Türk-İslâm sanatlarından biri olan, UNESCO’nun Somut Olmayan Kültürel Miras Ulusal Envanteri’ne Klasik Türk Süsleme ve El sanatları Grubu’nda kayda geçen, ahşabın kusursuz şekilde bir birine geçmesiyle ortaya çıkan kündekârîyi yapabilen sanatçıların sayısı bir elin parmaklarını geçmiyor.

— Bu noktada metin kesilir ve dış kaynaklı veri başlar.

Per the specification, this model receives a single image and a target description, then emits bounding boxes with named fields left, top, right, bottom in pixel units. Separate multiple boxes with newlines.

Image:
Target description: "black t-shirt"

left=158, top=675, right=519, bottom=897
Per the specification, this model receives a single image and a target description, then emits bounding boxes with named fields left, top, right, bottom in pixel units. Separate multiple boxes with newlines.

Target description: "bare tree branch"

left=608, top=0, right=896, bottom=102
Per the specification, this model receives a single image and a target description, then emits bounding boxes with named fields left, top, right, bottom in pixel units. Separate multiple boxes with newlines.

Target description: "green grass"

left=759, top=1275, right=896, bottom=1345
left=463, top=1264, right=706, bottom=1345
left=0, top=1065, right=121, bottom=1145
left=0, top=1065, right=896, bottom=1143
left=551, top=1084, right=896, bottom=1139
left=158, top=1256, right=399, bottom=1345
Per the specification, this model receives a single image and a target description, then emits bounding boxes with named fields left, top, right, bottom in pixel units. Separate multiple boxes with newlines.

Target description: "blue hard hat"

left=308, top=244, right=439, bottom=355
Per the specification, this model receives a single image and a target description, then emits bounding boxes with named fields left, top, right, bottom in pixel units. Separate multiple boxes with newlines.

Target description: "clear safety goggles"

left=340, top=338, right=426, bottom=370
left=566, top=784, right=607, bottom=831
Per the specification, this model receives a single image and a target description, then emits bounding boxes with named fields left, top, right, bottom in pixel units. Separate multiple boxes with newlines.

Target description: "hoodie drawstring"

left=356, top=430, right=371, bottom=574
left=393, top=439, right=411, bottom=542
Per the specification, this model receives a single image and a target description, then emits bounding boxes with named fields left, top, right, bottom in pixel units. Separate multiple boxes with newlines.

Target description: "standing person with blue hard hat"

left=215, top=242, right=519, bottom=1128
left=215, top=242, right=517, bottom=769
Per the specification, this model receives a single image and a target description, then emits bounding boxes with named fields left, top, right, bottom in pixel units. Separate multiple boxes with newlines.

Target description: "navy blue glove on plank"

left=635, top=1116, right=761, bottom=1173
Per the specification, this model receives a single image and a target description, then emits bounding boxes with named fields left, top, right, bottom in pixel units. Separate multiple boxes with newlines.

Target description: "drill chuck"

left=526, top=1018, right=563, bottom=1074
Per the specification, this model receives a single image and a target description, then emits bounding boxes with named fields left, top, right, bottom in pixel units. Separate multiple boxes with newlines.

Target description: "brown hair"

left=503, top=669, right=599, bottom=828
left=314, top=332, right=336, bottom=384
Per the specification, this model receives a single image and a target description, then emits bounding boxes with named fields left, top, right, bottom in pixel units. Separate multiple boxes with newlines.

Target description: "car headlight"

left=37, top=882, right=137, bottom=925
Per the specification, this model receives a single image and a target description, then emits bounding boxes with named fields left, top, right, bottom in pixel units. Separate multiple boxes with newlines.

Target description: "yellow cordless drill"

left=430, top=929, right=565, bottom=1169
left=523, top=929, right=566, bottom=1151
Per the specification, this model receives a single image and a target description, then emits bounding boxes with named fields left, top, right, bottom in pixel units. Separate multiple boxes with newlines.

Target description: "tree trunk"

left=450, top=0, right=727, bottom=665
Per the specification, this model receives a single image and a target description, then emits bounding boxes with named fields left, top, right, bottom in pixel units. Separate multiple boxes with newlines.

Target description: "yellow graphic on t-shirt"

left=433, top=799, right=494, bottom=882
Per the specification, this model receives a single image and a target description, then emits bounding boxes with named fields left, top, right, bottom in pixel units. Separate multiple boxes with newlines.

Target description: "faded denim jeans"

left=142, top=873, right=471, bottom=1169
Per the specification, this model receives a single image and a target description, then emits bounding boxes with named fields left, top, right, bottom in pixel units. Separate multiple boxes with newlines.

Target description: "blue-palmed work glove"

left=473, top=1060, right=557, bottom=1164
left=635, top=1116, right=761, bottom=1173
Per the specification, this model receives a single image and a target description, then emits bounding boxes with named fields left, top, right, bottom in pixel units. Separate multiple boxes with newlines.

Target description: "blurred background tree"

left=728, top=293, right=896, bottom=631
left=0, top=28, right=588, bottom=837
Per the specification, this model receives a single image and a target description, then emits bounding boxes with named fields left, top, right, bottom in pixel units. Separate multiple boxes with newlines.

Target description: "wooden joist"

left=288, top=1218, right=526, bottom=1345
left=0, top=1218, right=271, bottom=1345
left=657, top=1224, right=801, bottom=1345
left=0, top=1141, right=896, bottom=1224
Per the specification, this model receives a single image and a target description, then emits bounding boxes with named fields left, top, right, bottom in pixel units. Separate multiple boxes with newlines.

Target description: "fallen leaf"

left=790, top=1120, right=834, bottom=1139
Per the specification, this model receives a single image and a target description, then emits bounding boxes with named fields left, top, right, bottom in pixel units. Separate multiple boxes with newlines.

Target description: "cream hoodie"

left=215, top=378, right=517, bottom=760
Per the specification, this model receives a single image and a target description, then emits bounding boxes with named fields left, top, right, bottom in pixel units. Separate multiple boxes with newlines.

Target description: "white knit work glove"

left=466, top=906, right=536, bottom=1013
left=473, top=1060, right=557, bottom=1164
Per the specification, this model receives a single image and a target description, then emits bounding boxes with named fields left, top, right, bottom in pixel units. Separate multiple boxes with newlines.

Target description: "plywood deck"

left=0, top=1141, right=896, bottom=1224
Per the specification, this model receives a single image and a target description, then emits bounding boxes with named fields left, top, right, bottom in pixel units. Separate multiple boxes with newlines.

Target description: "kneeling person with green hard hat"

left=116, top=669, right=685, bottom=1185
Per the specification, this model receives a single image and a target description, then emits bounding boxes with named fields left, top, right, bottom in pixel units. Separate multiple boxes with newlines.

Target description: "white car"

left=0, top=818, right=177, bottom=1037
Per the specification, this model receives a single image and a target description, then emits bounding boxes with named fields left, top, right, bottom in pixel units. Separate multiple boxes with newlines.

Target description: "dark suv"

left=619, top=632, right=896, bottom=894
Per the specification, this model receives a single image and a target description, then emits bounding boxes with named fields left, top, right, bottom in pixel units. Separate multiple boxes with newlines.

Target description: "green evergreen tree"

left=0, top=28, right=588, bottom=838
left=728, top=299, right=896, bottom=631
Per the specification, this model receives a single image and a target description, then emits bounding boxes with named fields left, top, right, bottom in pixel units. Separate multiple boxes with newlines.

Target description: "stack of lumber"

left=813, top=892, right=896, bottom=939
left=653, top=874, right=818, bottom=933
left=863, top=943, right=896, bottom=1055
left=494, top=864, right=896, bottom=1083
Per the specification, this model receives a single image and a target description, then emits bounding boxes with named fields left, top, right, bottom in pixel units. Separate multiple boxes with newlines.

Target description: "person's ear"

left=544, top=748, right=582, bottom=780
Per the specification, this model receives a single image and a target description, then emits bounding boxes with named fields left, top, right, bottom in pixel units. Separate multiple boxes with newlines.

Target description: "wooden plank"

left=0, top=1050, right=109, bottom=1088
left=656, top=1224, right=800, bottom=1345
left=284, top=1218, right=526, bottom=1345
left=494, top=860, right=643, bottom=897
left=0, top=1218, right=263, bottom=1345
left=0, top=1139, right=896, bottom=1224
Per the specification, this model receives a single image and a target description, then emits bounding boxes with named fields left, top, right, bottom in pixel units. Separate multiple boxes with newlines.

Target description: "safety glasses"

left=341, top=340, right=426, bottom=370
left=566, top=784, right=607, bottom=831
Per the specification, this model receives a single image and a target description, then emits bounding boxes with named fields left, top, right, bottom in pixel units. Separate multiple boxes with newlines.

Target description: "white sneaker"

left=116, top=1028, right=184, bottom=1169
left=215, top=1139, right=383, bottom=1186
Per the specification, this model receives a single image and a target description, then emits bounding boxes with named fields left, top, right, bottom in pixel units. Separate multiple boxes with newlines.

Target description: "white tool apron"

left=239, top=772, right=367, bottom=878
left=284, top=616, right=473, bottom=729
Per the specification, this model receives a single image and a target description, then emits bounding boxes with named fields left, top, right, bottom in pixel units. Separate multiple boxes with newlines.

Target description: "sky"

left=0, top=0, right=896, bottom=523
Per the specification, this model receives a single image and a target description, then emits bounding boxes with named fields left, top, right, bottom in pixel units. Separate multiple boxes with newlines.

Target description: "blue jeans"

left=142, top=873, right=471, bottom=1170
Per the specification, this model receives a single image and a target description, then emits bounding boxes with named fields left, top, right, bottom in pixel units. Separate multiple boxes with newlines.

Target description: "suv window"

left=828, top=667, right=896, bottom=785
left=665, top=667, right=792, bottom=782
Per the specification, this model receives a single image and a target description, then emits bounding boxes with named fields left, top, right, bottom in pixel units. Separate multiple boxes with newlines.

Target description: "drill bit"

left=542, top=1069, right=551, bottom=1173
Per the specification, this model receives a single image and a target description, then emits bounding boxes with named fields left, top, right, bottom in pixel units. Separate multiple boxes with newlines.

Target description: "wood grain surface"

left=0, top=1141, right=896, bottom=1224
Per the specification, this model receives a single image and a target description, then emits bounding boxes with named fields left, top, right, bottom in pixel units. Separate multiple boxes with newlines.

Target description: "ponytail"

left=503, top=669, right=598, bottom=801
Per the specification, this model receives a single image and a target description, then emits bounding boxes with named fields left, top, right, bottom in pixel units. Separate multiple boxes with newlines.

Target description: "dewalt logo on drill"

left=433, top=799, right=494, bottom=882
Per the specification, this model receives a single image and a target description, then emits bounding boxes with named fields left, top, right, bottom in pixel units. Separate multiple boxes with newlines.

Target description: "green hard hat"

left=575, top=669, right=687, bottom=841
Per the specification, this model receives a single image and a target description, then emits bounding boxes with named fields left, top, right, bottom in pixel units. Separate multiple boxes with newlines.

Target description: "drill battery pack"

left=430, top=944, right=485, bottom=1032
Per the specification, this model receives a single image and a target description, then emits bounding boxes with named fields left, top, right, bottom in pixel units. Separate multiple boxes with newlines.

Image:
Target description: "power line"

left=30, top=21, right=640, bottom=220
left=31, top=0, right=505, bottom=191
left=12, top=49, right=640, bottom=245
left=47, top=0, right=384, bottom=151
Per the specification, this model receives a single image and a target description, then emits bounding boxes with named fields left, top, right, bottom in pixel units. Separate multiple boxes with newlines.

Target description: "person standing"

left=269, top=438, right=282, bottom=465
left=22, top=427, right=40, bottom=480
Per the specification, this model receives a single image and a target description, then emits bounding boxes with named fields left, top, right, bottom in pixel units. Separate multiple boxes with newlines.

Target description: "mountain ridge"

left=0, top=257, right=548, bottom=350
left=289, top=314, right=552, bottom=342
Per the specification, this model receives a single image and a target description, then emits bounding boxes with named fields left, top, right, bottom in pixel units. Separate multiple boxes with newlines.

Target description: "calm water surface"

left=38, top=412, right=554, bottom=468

SABIR VE AŞKLA SANATA ADANAN BİR ÖMÜR
Beykoz Belediyesi tarafından, ilçede yetişen sanatçıları ve eserlerini kayıt altına almak, yeni nesillere tanıtmak ve geleceğe aktarmak amacıyla hazırlanan çalışma, Kündekâr Hasan Ercan’ın sabır ve aşkla sanata adanan yaşamını gözler önüne seriyor.
MESCİD-İ AKSA’YA ATILAN İMZA
Sanata olan yeteneği küçük yaşlarda fark edilen, iyi bir ahşap ustası olan dedesinin mihmandarlığında ahşabı ve hayatı öğrenen Hasan Usta, temiz bir niyet, umut, alın teri, mücadele ve azimle kendini geliştirerek hayal edemediği mekân ve yerlere eserleriyle imza atan mahir bir usta oluyor.
Resimden hüsn-i hata sanatın birçok dalıyla ilgilenen velut bir şahsiyet olan Hasan Ercan, yolu kündekâriyle kesişince, 1969 yılında Avusturalyalı fanatik birinin saldırısıyla yanan ve mahzun kalan, İslam’ın gözbebeği Mescid-i Aksa’nın minberini yapan ekipte yer almak da kendisine nasip oluyor.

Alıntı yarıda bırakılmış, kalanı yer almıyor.